Coming into this game off their first victory on the American continent since 2012, the Vikings travel to Seattle to face a Seahawks team which is better than Minnesota on both offense (10.1% versus -5.5%) and defense (-16.8% versus 8.4%). Seattle's league-leading pass defense (-24.3%) is better than its average run defense (-7.0%, 14th), but not even Adrian Peterson (17th by DYAR, 19th by DVOA) can win games in which his quarterback can't complete a pass. That means Christian Ponder (-8.7% DVOA, 26th) will have to find some kind of success against that imposing Seattle secondary for the Vikings to have any chance in this game -- a very different challenge to that presented by Washington. The Seahawks are closing in on home field advantage, and given the size of that advantage they should be able to have their way with the Vikings in this game.

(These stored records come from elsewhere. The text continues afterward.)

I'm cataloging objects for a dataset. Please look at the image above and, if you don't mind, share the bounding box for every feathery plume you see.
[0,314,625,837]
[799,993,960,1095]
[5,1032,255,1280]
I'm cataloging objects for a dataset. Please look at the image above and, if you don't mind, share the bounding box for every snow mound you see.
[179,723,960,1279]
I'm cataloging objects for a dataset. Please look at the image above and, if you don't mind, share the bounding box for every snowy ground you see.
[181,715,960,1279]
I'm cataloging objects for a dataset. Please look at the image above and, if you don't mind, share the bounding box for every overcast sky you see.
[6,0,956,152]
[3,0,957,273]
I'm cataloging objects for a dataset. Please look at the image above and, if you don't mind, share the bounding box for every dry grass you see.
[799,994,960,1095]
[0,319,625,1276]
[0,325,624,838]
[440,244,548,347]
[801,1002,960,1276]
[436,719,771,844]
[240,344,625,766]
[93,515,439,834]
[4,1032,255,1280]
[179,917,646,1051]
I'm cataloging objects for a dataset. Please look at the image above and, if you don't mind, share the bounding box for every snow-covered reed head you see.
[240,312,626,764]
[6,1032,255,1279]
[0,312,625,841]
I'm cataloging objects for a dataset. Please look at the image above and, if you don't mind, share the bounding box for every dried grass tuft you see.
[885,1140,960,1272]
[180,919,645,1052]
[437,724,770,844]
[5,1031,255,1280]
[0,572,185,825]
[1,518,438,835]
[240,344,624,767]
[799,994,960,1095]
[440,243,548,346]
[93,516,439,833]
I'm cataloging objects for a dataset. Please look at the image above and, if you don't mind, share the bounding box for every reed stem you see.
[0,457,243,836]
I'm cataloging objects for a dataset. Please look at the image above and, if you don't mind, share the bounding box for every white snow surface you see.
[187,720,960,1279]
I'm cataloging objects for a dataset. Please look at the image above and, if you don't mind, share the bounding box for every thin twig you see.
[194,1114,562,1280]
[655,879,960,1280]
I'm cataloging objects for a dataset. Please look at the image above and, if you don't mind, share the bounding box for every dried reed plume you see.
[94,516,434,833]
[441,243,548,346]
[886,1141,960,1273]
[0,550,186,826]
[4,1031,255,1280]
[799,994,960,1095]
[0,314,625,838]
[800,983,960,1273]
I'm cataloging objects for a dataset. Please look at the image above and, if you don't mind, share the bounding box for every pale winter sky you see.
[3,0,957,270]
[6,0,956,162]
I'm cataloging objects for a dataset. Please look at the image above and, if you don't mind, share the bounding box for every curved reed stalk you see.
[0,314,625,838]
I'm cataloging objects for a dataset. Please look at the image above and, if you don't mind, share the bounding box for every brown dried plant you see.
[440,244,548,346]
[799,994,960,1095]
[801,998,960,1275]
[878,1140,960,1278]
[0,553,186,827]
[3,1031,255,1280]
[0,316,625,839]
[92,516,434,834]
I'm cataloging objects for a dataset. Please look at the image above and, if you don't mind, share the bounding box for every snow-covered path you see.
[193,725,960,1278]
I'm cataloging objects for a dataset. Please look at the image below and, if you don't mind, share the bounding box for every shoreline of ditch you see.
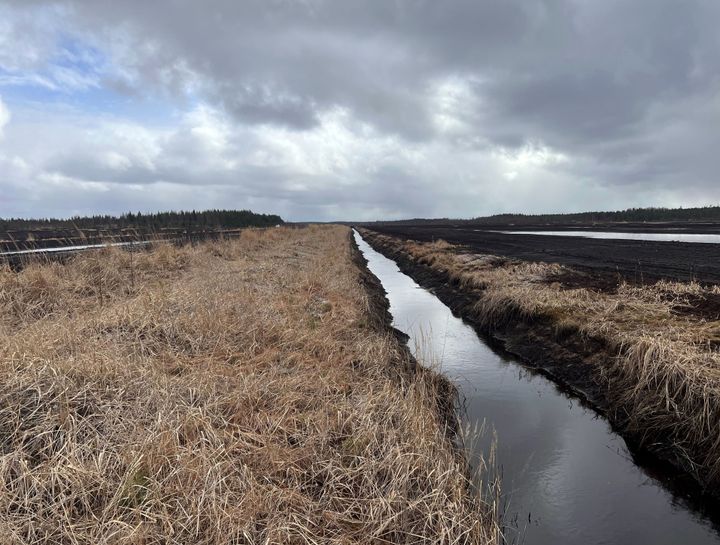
[357,227,720,515]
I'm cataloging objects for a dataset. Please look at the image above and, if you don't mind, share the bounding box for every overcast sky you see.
[1,0,719,221]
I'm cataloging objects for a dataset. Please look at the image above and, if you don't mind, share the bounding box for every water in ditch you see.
[354,230,720,545]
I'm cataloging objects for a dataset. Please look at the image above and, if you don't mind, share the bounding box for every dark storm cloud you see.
[67,1,719,142]
[1,0,720,219]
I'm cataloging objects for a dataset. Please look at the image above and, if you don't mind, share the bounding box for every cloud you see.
[0,0,719,220]
[0,96,10,136]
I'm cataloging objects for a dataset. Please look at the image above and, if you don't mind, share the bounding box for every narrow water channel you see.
[354,231,720,545]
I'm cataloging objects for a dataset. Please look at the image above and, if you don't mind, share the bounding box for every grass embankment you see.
[359,228,720,494]
[0,225,499,544]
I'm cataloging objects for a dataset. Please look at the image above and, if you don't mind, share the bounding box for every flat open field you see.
[0,228,244,255]
[366,224,720,286]
[0,225,499,544]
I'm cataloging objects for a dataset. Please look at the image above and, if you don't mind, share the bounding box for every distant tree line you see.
[365,206,720,226]
[470,206,720,225]
[0,209,284,232]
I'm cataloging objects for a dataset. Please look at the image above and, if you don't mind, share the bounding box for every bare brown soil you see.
[669,292,720,321]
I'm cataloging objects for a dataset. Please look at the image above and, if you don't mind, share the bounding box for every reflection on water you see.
[491,230,720,244]
[354,230,720,545]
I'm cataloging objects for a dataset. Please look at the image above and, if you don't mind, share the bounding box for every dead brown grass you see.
[0,225,499,544]
[360,228,720,492]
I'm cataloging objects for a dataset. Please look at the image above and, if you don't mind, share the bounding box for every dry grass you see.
[0,225,499,544]
[360,229,720,491]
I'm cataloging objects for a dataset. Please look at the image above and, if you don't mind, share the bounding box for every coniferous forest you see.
[470,206,720,225]
[367,205,720,226]
[0,209,283,232]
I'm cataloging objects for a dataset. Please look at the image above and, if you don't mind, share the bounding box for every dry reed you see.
[0,225,500,544]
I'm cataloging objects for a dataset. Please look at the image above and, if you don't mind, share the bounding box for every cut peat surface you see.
[365,224,720,284]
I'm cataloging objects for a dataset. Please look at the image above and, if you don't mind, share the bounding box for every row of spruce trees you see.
[471,206,720,225]
[0,209,283,232]
[372,206,720,226]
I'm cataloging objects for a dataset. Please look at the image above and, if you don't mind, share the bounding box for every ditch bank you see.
[348,230,464,451]
[358,227,720,505]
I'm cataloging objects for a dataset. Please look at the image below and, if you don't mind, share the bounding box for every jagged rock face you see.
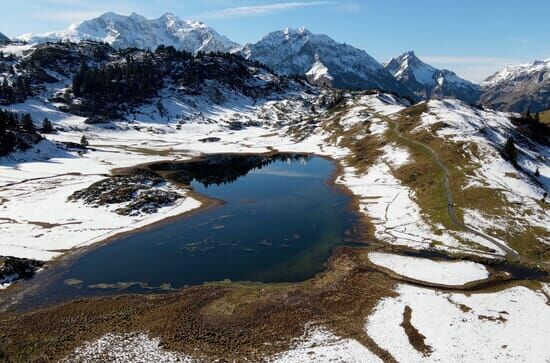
[384,51,481,103]
[17,12,240,54]
[0,32,10,45]
[480,59,550,113]
[242,28,407,95]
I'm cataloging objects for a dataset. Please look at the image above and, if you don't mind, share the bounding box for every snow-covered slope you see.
[481,58,550,112]
[384,51,481,103]
[17,12,240,54]
[305,54,333,87]
[242,28,407,95]
[0,32,10,45]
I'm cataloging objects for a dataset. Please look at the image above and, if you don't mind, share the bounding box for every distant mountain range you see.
[12,12,550,112]
[241,27,406,96]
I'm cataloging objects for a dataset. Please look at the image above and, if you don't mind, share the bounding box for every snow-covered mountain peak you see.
[384,51,480,102]
[242,28,405,94]
[481,58,550,87]
[385,51,438,86]
[17,12,241,54]
[282,27,310,38]
[480,58,550,112]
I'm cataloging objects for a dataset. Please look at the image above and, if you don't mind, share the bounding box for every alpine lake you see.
[20,153,362,308]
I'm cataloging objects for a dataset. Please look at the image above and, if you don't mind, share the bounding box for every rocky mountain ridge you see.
[8,11,550,112]
[384,51,482,103]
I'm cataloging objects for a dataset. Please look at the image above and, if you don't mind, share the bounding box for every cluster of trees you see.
[0,109,42,156]
[0,76,32,105]
[154,45,193,61]
[72,56,162,103]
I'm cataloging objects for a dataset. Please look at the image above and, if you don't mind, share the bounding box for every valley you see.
[0,11,549,362]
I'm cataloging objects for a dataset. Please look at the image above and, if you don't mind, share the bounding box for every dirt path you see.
[387,120,521,261]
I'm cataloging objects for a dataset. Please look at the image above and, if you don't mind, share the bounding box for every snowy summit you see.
[480,58,550,112]
[384,51,481,103]
[17,12,241,54]
[242,27,406,95]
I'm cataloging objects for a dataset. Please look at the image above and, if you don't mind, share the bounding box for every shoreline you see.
[2,150,549,312]
[0,151,364,311]
[1,153,548,362]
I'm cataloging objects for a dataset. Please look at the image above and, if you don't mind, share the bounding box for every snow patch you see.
[366,284,550,362]
[272,325,382,363]
[368,252,489,285]
[62,332,196,362]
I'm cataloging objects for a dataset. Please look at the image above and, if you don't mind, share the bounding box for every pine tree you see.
[503,137,517,163]
[42,117,53,133]
[534,112,540,123]
[21,114,35,132]
[80,135,89,148]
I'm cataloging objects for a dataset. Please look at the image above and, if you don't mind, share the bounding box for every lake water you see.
[29,154,360,305]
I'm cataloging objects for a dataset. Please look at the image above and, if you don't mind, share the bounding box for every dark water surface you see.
[29,154,359,306]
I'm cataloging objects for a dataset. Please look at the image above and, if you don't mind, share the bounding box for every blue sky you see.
[1,0,549,82]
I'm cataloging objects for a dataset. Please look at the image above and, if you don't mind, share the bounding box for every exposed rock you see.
[0,257,43,287]
[68,169,181,216]
[199,137,221,143]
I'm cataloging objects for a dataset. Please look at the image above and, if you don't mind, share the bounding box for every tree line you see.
[72,56,162,102]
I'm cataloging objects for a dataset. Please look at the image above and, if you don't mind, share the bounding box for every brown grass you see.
[539,109,550,124]
[0,248,398,362]
[400,305,433,357]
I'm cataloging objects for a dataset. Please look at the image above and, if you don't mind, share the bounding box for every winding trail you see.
[387,120,521,261]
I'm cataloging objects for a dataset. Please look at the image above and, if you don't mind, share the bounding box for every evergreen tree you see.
[0,110,41,156]
[503,137,517,163]
[80,135,89,148]
[42,117,53,133]
[534,112,540,123]
[21,114,35,132]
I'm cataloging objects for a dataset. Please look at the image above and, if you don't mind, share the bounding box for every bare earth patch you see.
[400,305,433,357]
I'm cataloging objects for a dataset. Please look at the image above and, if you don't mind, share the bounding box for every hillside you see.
[0,41,315,124]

After a slow start to 2013, San Francisco is once again one of the top teams in the NFL -- and one of the most balanced. Their ninth-ranked offense ranks sixth in both passing and rushing, and their 11th-ranked defense is 11th against the pass and 13th against the run. The Saints are nowhere near as balanced, but their weaknesses are running the ball and defending the run -- not insignificant against this opponent, but generally lesser concerns in the modern game. Passing and defending the pass, they're better than the 49ers; and while the 49ers are excellent against Tight Ends they have struggled against second and third receivers (18th against second receivers, 24th against “other” wide receivers). Struggling to cover secondary and tertiary options is a significant disadvantage against Drew Brees and his array of receiving alternatives; look for those deficiencies to be tested early in front of a partisan home crowd in what could be one of the key games in the NFC's battle for home field advantage.
DYAR, touchdowns, yardage, and MVP race leader Peyton Manning (45.2% ... second) is probable for this crucial divisional matchup against the league leader in those all-important Wins. Denied the opportunity to feast on another backup banquet, the Chiefs will have to content themselves with pressuring a relatively hobbled Manning while attempting to take advantage of an underwhelming Broncos pass defense (14.1%, 24th). The Broncos run defense is much better (-13.5%, ninth), and a tough matchup for an eighth-ranked Chiefs running game (5.4%) which is the focus of their defense-and-ball-control offense. A win here would give Kansas City a huge boost in both credibility and the more important race for the bye, but the more likely outcome -- a Broncos home victory -- would paint the Chiefs nicely into the AFC's wild card picture.